La polizia di Stato di Napoli sta dando esecuzione all’ordinanza di custodia cautelare emessa dal Gip del Tribunale di Napoli, su richiesta della locale Direzione Distrettuale Antimafia, a carico di amministratori di strutture pubbliche partenopee, legali rappresentanti di imprese e imprenditori – dieci destinatari complessivamente – ritenuti responsabili, a vario titolo, dei reati di corruzione, turbata libertà degli incanti, tentata estorsione aggravata dal metodo mafioso.

FONTE www.ilmattino.it

Oggetto delle indagini, e degli approfondimenti investigativi svolti, appalti presso l’azienda ospedaliera di rilievo nazionale Santobono-Pausilipon e appalti presso l’Azienda Regionale per il Diritto allo Studio Universitario.

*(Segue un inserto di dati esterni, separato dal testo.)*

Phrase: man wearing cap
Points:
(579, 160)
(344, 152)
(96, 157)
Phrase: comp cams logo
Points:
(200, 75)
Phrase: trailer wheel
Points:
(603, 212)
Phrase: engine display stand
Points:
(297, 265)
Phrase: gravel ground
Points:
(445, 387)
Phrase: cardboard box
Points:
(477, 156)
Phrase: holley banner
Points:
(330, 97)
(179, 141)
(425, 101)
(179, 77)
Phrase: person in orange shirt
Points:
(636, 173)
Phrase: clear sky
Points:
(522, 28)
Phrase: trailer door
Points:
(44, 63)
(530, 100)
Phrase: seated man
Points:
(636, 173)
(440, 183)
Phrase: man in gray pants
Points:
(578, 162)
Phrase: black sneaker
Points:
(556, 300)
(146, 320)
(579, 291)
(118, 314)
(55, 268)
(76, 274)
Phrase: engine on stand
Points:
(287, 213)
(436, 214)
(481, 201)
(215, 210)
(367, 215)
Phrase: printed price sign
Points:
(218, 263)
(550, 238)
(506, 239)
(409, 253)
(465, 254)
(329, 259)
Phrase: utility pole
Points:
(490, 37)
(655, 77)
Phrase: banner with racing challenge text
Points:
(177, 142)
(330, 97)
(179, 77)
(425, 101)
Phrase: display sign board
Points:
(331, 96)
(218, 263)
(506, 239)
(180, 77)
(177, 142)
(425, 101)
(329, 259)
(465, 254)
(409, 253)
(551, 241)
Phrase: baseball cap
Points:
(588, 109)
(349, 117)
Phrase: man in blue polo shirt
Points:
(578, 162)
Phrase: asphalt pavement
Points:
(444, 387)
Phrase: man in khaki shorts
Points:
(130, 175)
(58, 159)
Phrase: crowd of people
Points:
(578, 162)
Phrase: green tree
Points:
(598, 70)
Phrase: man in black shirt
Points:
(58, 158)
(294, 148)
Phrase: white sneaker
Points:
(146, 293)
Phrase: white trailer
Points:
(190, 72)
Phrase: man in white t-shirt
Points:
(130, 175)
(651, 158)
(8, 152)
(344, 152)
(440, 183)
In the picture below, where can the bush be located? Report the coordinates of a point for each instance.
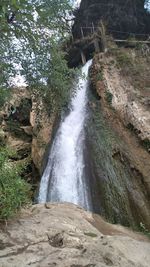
(14, 191)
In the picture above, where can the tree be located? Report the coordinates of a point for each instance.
(31, 32)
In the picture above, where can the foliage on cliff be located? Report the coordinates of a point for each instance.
(14, 191)
(31, 33)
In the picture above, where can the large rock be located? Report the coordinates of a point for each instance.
(65, 235)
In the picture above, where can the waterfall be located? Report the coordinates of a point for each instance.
(64, 177)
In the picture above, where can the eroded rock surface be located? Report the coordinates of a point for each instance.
(65, 235)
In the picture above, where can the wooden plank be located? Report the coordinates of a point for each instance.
(132, 41)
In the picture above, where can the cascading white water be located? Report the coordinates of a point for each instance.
(64, 177)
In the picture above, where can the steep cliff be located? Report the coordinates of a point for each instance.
(120, 17)
(118, 136)
(26, 128)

Tra i soggetti coinvolti, finisce agli arresti domiciliari l’avvocato Guglielmo Manna, ex marito del giudice Anna Scognamiglio, già a processo con uomini dello staff del governatore De Luca. Un arresto in carcere, cinque arresti ai domiciliari e alcuni obblighi di soggiorno: sono complessivamente dieci le misure cautelari emesse nell’ambito dell’inchiesta sugli appalti nel settore Sanità a Napoli secondo quanto disposto dal Gip del Tribunale di Napoli Morra, su richiesta dei pm Parascandolo e Woodkock. Al centro delle indagini le accuse dell’imprenditore Pietro Coci, che fa riferimento alle tangenti che i vertici della Manutencoop avrebbero versato nelle mani di un dipendente del Santobono per avere l’appalto delle pulizie nell’ospedale collinare.  Sotto inchiesta, agli arresti domiciliari, sono finiti anche Pasquale Arance, tra i dirigenti del Santobono, e Umberto Accettullo, a sua volta direttore amministrativo dell’Adisu Orientale, Partenope e Federico II. Tra i capi di imputazione spunta anche un appalto per la fornitura delle strutture universitarie. Corruzione è l’accusa ipotizzata.